Buffalo Bills is a football team.
Buffalo Sabres is a hockey team.

the or statement would be:
Buffalo Bills is a football team or Buffalo Sabres is a hockey team.
What is the truth value of this sentence?

True

Example:
Let our Set A = {1, 2, 3}
Set B = {2, 4, 6}

What is:
Set A V Set B = {1, 2, 3, 4, 6}
you include all the elements in both sets for "or"
Set A and Set B = {2}
you include only the elements that are in both set A and set B. This is what you called the intersection of the two sets.

I. Complement - is that which is not included in the set

Example:

the complement of Set A = {4, 6}
the complement of Set B = {1, 3}

II. Inclusive "or" - when we use the word "or" to mean that one or both of the simple sentences are true.
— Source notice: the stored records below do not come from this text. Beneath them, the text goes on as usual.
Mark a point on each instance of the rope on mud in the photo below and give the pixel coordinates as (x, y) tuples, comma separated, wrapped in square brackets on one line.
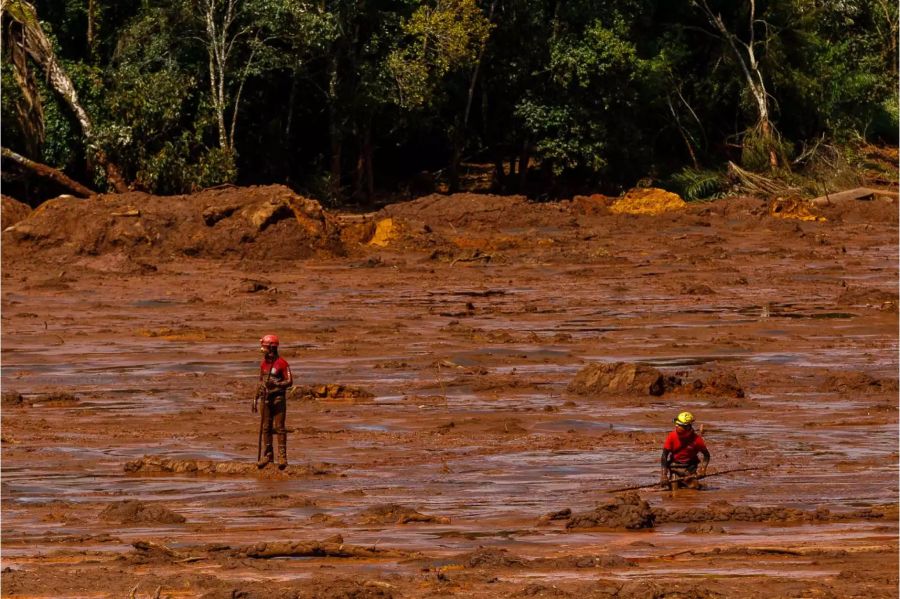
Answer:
[(684, 478)]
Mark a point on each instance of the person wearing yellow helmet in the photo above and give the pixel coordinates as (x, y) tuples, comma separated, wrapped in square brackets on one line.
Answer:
[(685, 455)]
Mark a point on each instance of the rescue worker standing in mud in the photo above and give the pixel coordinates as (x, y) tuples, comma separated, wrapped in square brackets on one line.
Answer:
[(680, 451), (274, 380)]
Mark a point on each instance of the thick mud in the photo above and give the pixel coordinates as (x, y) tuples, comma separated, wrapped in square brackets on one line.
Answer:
[(474, 375)]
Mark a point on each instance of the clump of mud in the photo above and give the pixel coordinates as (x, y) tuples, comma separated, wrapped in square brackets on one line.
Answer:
[(647, 589), (12, 399), (489, 557), (132, 511), (858, 382), (618, 377), (723, 511), (703, 528), (212, 467), (328, 391), (266, 222), (12, 211), (713, 380), (624, 511), (649, 201), (867, 297), (392, 513)]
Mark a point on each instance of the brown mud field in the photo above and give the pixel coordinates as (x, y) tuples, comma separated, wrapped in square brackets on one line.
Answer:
[(473, 373)]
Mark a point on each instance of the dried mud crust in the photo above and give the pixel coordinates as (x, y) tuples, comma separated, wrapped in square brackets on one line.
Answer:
[(156, 464), (467, 337), (269, 222), (132, 511)]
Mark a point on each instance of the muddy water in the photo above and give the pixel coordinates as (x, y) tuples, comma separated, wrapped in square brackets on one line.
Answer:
[(470, 418)]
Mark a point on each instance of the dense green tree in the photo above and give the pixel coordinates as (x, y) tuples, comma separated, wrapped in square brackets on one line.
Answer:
[(342, 98)]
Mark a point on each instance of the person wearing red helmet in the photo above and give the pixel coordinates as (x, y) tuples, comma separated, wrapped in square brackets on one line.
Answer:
[(274, 380), (684, 456)]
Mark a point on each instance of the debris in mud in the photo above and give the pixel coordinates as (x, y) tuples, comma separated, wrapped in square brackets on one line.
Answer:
[(212, 467), (723, 511), (12, 399), (328, 391), (649, 589), (132, 511), (254, 286), (392, 513), (150, 551), (858, 382), (696, 289), (592, 204), (330, 547), (623, 511), (716, 380), (324, 519), (12, 211), (618, 377), (541, 590), (569, 562), (647, 201), (385, 232), (703, 528), (793, 207), (563, 514), (489, 557), (867, 297), (266, 222)]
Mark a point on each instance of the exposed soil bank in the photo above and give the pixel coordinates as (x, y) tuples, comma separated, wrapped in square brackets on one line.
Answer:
[(436, 432)]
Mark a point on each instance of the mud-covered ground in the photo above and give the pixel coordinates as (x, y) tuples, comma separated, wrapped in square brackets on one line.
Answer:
[(438, 445)]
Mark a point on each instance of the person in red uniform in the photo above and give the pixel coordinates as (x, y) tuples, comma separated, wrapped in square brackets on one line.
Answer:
[(680, 454), (274, 380)]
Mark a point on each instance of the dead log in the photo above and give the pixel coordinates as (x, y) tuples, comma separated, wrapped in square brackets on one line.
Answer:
[(27, 34), (48, 172), (331, 547)]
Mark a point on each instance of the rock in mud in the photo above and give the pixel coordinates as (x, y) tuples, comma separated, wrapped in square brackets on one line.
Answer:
[(858, 382), (328, 391), (541, 590), (12, 399), (132, 511), (266, 222), (618, 377), (12, 211), (868, 297), (392, 513), (649, 589), (624, 511), (723, 511), (703, 528), (716, 380), (490, 557)]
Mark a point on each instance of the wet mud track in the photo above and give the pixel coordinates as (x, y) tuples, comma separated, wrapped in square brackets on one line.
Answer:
[(437, 483)]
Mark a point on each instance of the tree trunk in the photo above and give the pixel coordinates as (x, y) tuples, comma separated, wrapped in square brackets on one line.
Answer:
[(334, 130), (369, 157), (459, 137), (48, 172), (39, 48), (752, 74), (524, 156)]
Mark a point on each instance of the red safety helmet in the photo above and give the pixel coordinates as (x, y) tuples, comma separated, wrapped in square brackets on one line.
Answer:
[(269, 341)]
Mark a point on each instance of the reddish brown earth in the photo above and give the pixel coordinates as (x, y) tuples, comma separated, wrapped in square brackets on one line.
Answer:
[(437, 448)]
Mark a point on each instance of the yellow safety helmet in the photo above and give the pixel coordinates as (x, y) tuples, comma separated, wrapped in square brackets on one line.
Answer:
[(685, 419)]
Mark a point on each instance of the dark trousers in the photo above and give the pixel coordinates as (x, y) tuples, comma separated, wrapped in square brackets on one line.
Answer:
[(274, 410)]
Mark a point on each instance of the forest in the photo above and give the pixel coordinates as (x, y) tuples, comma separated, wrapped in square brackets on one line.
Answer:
[(355, 101)]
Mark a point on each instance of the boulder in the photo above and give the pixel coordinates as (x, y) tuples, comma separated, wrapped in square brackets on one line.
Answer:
[(618, 377)]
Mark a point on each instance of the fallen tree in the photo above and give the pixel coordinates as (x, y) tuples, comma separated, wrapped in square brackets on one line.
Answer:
[(48, 172), (24, 36)]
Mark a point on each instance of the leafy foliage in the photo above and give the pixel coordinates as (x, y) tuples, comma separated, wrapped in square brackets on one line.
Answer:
[(557, 95)]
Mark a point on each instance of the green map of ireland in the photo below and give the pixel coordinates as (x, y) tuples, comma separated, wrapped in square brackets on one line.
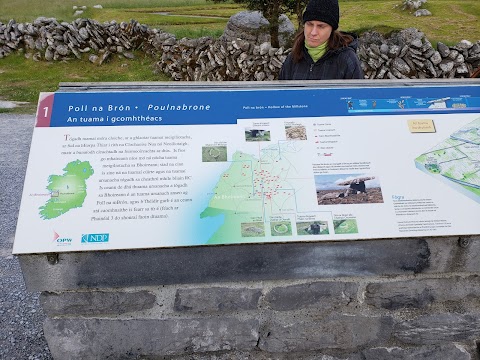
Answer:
[(67, 191)]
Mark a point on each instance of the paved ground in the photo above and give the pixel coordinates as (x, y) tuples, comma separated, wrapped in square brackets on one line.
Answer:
[(21, 318)]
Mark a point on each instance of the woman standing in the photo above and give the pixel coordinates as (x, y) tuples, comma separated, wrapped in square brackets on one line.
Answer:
[(320, 51)]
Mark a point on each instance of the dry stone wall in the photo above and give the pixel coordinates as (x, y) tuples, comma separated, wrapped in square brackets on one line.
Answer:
[(406, 54)]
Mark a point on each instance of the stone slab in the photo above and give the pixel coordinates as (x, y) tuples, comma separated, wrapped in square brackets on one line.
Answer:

This is the truth table we have used in this class.

2 - 4 Conditional - is a compound statement formed by using the words:

if ... then
symbolically: if p then q is p → q
"p" is the hypothesis or premise or antecedent
"q" is the conclusion or consequent
Example:
If today is Tuesday, then tomorrow is Wednesday.
Hypothesis: today is Tuesday

Conclusion: tomorrow is Wednesday



Other ways to write conditionals.

1. If today is Tuesday, then tomorrow is Wednesday.
2. Today is Tuesday implies that tomorrow is Wednesday.
3. When today is Tuesday, tomorrow is Wednesday.